Fast and memory-efficient webdataset shard reader

Project description

image

Fast dataloader and conversion utility for webdataset tar shards. Rust core with Python bindings.

Built for streaming large video and image datasets, but handles any byte data.

Install

pip install webshart

What is this?

Webshart is a fast reader for webdataset tar files with separate JSON index files. This format enables random access to any file in the dataset without downloading the entire archive.
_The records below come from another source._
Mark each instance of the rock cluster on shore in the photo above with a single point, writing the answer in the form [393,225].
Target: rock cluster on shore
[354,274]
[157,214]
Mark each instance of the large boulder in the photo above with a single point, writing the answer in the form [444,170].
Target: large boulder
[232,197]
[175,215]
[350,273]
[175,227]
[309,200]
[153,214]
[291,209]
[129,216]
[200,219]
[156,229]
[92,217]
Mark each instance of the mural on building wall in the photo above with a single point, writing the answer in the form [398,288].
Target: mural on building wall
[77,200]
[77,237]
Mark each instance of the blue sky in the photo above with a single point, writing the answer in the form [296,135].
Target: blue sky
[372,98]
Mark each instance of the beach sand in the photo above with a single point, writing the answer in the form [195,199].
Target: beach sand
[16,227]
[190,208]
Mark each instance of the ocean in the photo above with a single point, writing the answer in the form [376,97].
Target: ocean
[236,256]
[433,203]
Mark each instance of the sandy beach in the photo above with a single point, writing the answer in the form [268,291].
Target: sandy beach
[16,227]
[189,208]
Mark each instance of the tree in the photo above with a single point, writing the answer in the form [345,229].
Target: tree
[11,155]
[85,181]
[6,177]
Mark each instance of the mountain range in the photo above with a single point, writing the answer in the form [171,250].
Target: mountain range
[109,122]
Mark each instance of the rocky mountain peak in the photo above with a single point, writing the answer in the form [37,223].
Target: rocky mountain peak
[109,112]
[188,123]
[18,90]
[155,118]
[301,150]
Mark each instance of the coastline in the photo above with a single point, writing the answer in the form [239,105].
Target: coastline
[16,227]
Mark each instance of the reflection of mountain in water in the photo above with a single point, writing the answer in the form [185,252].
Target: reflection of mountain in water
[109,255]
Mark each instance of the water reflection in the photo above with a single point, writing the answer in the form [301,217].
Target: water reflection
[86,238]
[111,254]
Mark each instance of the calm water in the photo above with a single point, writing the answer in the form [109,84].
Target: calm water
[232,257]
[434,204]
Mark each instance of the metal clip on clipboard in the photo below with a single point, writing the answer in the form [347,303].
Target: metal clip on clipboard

The indexed format provides massive performance benefits:

  • Random access: Jump to any file instantly
  • Selective downloads: Only fetch the files you need
  • True parallelism: Read from multiple shards simultaneously
  • Cloud-optimized: Works efficiently with HTTP range requests
  • Aspect bucketing: Optionally include image geometry hints width, height and aspect for the ability to bucket by shape
  • Custom DataLoader: Includes state dict methods on the DataLoader so that you can resume training deterministically
  • Rate-limit friendly: Local caching allows high-frequency random seeking without encountering storage provider rate limits
  • Instant start-up with pre-sorted aspect buckets

Growing ecosystem: While not all datasets use this format yet, you can easily create indices for any tar-based dataset (see below).

Quick Start

import webshart

# Find your dataset
dataset = discover_dataset(
    source="laion/conceptual-captions-12m-webdataset",
    # we're able to upload metadata separately so that we reduce load on huggingface infra.
    metadata="webshart/conceptual-captions-12m-webdataset-metadata",
)
print(f"Found {dataset.num_shards} shards")

Common Patterns

For real-world, working examples:

Creating Indices for / Converting Existing Datasets

Any tar-based webdataset can benefit from indexing! Webshart includes tools to generate indices:

A command-line tool that auto-discovers tars to process:

% webshart extract-metadata \
    --source laion/conceptual-captions-12m-webdataset \
    --destination laion_output/ \
    --checkpoint-dir ./laion_output/checkpoints \
    --max-workers 2 \
    --include-image-geometry

Or, if you prefer/require direct-integration to an existing Python application, use the API

Uploading Indices to HuggingFace

Once you've generated indices, share them with the community:

# Upload all JSON files to your dataset
huggingface-cli upload --repo-type=dataset \
    username/dataset-name \
    ./indices/ \
    --include "*.json" \
    --path-in-repo "indices/"

Or if you want to contribute to an existing dataset you don't own:

  1. Create a community dataset with indices: username/original-dataset-indices
  2. Upload the JSON files there
  3. Open a discussion on the original dataset suggesting they add the indices

Creating New Indexed Datasets

If you're creating a new dataset, generate indices during creation:

{
  "files": {
    "image_0001.webp": {"offset": 512, "length": 102400},
    "image_0002.webp": {"offset": 102912, "length": 98304},
    ...
  }
}

The JSON index should have the same name as the tar file (e.g., shard_0000.tarshard_0000.json).

Why is it fast?

Problem: Standard tar files require sequential reading. To get file #10,000, you must read through files #1-9,999 first.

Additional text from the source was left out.